C.K. you can like the mint jelly blob if you want! I don’t know how I made it sympathetic, but I do have a habit (talent?) of making monsters look cute instead of scary. I also can’t draw werewolves (people laughed at the ones in my mini comic; they were supposed to be scary). Don’t give up your TV shows! Summer will be here soon!! When you’re out in the sun, you can think about your stories. If you have a small notebook with you, you can keep notes for rainy days.
Julia, I’m not so great at multitasking either. I actually had to stop multitasking so I could figure out what I wanted to say in this article (gotta love the irony there ). I’m with you on the guilt too. The distractions at home can zap creativity quickly! Wish I had an office outside my house!

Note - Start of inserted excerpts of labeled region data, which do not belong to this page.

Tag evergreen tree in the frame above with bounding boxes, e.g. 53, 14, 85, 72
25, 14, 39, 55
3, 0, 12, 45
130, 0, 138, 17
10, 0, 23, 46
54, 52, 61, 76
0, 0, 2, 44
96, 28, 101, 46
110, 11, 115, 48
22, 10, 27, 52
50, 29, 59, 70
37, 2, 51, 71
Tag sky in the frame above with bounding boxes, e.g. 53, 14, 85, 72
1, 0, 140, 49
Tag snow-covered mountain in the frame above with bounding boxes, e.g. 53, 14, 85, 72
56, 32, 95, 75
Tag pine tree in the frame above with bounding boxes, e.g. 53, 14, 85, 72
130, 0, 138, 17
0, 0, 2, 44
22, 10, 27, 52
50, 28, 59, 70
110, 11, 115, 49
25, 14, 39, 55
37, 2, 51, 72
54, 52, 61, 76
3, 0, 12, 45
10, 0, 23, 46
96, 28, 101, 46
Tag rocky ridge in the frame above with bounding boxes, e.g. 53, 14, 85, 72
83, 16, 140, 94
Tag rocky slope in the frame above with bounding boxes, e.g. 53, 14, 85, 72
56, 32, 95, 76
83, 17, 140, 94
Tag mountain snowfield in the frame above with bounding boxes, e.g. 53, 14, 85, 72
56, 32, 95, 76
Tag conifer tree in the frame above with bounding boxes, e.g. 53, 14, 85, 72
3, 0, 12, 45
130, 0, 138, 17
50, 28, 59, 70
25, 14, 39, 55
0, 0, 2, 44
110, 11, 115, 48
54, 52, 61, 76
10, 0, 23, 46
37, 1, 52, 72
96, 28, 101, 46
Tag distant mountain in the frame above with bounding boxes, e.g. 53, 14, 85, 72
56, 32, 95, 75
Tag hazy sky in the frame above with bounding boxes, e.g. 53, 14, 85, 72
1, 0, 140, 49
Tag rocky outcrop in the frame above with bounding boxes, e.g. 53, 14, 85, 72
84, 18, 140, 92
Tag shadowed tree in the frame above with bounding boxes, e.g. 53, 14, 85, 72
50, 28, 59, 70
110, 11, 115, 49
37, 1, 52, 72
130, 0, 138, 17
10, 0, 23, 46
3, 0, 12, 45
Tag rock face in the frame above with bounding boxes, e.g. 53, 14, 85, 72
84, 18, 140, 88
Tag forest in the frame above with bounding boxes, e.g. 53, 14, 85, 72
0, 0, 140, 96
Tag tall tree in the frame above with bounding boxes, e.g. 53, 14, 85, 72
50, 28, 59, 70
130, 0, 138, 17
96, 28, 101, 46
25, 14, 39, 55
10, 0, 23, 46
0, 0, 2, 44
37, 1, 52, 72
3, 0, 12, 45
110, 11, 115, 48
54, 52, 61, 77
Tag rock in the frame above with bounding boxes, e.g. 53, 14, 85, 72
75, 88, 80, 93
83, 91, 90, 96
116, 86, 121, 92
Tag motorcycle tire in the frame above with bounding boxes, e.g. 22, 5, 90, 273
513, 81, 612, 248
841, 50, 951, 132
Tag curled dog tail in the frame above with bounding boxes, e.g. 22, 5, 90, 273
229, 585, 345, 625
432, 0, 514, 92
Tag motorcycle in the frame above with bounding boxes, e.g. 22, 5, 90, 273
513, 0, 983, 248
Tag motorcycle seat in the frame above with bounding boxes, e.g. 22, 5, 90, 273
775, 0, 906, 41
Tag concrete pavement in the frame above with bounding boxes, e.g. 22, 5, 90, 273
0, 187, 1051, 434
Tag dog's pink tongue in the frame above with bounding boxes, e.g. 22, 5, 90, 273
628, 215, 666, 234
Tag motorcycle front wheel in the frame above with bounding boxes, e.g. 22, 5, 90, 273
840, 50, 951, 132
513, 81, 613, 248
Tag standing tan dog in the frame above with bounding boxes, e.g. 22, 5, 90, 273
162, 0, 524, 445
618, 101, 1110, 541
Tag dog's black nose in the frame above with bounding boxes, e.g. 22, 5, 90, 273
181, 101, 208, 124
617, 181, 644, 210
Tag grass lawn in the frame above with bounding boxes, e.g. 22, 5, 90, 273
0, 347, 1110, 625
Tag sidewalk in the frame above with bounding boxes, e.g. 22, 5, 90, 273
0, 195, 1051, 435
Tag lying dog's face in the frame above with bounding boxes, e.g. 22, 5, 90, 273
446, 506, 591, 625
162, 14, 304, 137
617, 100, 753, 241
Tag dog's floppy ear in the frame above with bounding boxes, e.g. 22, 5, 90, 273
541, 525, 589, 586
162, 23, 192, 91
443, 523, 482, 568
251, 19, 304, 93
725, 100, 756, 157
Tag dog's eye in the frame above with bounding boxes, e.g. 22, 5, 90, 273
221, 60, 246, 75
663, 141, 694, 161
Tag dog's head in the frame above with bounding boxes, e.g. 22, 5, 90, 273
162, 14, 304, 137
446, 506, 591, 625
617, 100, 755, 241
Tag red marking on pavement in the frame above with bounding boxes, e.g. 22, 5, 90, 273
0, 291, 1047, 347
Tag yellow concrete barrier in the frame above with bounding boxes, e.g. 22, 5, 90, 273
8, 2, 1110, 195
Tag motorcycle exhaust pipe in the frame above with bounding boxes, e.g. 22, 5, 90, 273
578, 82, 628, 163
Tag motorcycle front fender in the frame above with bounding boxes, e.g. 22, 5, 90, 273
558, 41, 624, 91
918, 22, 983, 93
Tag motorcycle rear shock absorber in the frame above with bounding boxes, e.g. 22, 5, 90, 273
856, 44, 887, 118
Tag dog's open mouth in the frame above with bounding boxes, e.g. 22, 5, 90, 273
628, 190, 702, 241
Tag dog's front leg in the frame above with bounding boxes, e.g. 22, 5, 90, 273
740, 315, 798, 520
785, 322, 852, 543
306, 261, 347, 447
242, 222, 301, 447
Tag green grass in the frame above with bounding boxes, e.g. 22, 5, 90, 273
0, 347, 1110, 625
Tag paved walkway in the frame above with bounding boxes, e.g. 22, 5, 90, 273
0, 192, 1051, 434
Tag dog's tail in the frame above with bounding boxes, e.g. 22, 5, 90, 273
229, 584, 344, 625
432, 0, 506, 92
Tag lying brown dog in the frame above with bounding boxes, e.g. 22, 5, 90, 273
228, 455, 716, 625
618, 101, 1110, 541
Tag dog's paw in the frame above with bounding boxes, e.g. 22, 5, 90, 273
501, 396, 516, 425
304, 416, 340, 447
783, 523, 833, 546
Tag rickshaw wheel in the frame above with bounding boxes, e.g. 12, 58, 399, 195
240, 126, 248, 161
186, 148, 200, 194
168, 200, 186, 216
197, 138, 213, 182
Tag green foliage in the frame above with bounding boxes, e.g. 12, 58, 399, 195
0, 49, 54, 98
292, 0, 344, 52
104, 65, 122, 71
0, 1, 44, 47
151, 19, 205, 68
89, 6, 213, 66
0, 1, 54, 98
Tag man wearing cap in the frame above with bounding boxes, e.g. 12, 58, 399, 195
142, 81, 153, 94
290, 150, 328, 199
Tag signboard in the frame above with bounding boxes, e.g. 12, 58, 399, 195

“Somehow, I manage – but I need to get better at it. :/”
—Could you pick one thing to work on that will make you feel better and not as guilty? And reward yourself with something fun when it works? (A new book, some chocolate, a couple of guilt free hours to do whatever strikes your fancy at the time …)
Exercise that shape-shifting demon editor thingy, PRONTO! He needs to go. Send him in the other room to watch TV with the cows or something.
Stephanie: Great post! I especially like the last point: Do what you can and don’t feel guilty. Words to live by!
Nelsa
Lisa, Ha! Thanks
Will send the shape shifting demon to watch TV with the cows.
Nelsa, Thank you! Guilt is definitely the hardest thing to leave out of it, but if you can, it makes everything easier.
Multitasking is something I’m not good at. I’m working on getting better, but it’s a slow process for me.
I like your mint jelly blob and your moo tv. : )
Susanne Drazic
http://susannedrazic.blogspot.com/
Thanks Susanne! :0) Keep working on it … or don’t if you don’t want to. Multitasking is not always the best way. So if you’re not good at it, only do it when necessary.